13人殺害事件めぐる被害女性への“偏見”の数々。イギリス警察が謝罪「さらなる苦痛を与えた」

“ヨークシャーの切り裂き魔”と呼ばれた受刑者が死亡したこと受け、コメントを発表しました。
Keystone via Getty Images

「ヨークシャー・リッパー(ヨークシャーの切り裂き魔)」と呼ばれたイギリス連続女性殺害事件のピーター・サトクリフ受刑者が、11月13日に死亡した。

捜査を担ったウエストヨークシャー警察のジョン・ロビンズ署長は、公式サイトに掲載したコメントの中で、事件の対応をめぐって被害者遺族に対して謝罪した

背景にあったのが、被害女性たちへの偏見だった。

Death of Peter Sutcliffe: Statements From Chief Constable John Robins On Behalf Of West Yorkshire Police.

West Yorkshire Police Chief Constable John Robins has today commented on behalf of the force regarding the death of Peter Sutcliffe. pic.twitter.com/g3RHuDc8wB

— West Yorkshire Police (@WestYorksPolice) November 13, 2020

被害女性への偏見

この事件は1975〜80年、イギリス中部のヨークシャー地方を中心に13人の女性が殺害された。

BBCによると、当時の警察や検察、記者らは、被害者の半数を占めていた性産業従事者について、偏見に基づいた差別的な対応をしていたと非難された。

彼らの偏見は、言動や態度にとどまらず、捜査そのものにも影響していた。

ガーディアンによると、警察は、違法な性産業従事者ではない女性を“罪のない女性“と呼び、そうした女性たちの命が奪われてようやく、事態を深刻に捉え始めたという。
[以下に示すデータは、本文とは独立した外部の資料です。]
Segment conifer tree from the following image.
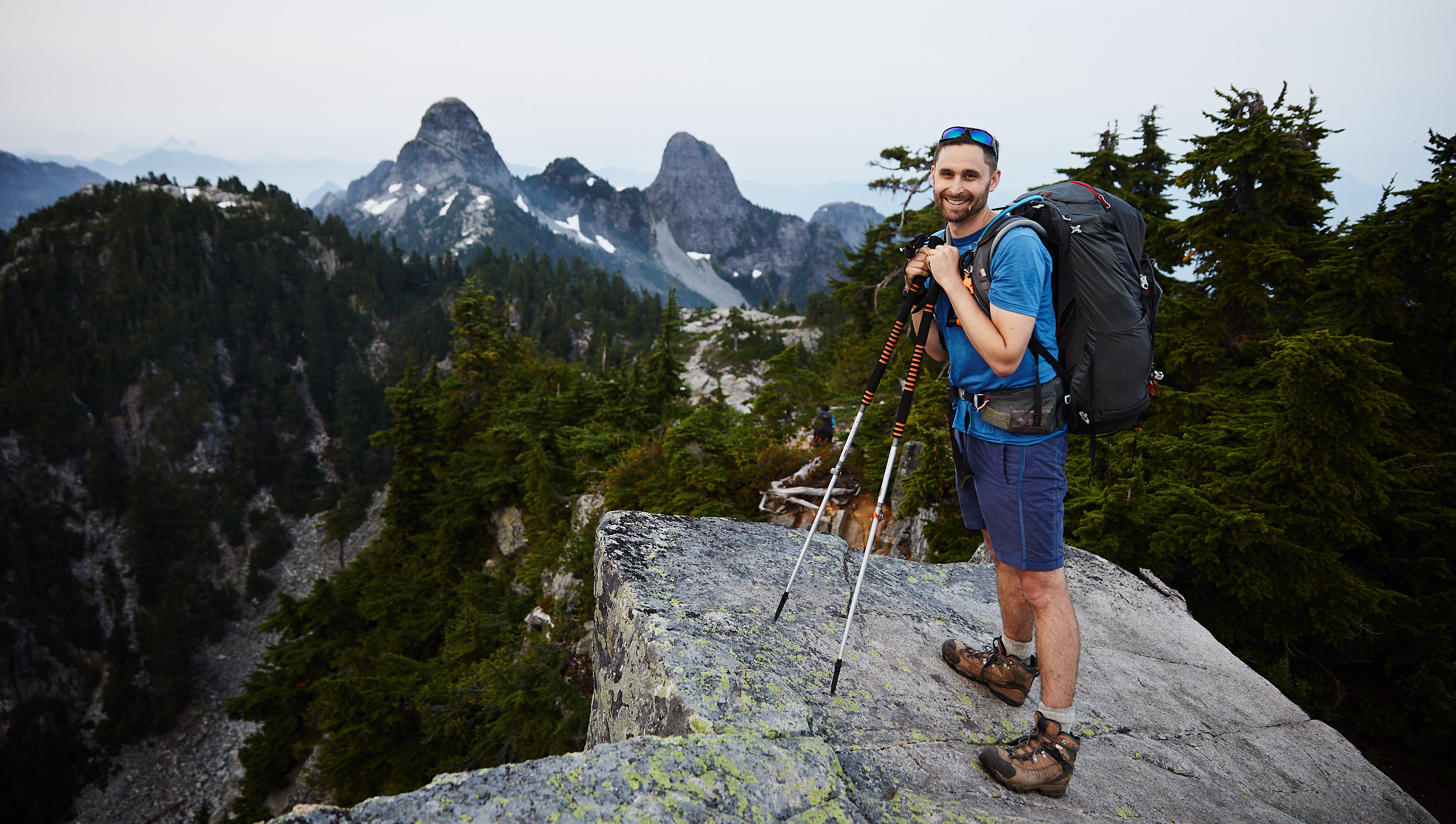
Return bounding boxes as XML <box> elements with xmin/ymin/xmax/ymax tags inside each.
<box><xmin>1174</xmin><ymin>86</ymin><xmax>1335</xmax><ymax>364</ymax></box>
<box><xmin>1057</xmin><ymin>106</ymin><xmax>1182</xmax><ymax>271</ymax></box>
<box><xmin>642</xmin><ymin>288</ymin><xmax>687</xmax><ymax>421</ymax></box>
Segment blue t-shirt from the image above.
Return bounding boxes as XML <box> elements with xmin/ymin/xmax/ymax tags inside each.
<box><xmin>935</xmin><ymin>226</ymin><xmax>1066</xmax><ymax>445</ymax></box>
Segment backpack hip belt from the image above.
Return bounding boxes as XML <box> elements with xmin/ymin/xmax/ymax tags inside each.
<box><xmin>954</xmin><ymin>376</ymin><xmax>1068</xmax><ymax>435</ymax></box>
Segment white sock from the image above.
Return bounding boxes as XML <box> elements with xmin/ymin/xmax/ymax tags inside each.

それどころか、公共の安全を守る責任を女性たち自身に転嫁し、夜分に外に出歩かないよう求めていた。

ウエストヨークシャー警察のベテラン刑事は、記者会見で次のように語ったという。

「被疑者は、性産業従事者を嫌悪していることを示している。多くの人たちと同じだ。警察としては引き続き、違法な性産業従事者を逮捕する。しかしながら、リッパーはさらに“罪のない女性”たちにも手をかけ始めている」

さらに、当時の事件の担当検事は、裁判で次のような差別的な発言を残している

「被害者の中には違法な性産業従事者もいたが、この事件でもっとも悲劇的なのは、それ以外の人たちも犠牲になったことだ。最後の6つの事件は、真っ当な女性たちへの暴虐だった」

「現代においても、当時においても誤りだった」

ロビンズ署長は声明の中で「犠牲者に関して警察が用いた言語やトーンなどによって、遺族の方々にさらなる苦痛や不安を与えたことを謝罪します」とコメント。

当時の社会的背景が影響した可能性にも触れた上で「(警察の対応が)現代において誤りであるように、当時においても誤りだった」と反省した。

続けて「ご存命のご遺族の方々に、今でも影響を残し続けている」ともつづった。

最後に「現ウエストヨークシャー警察署長として、心から謝罪いたします」と結んだ。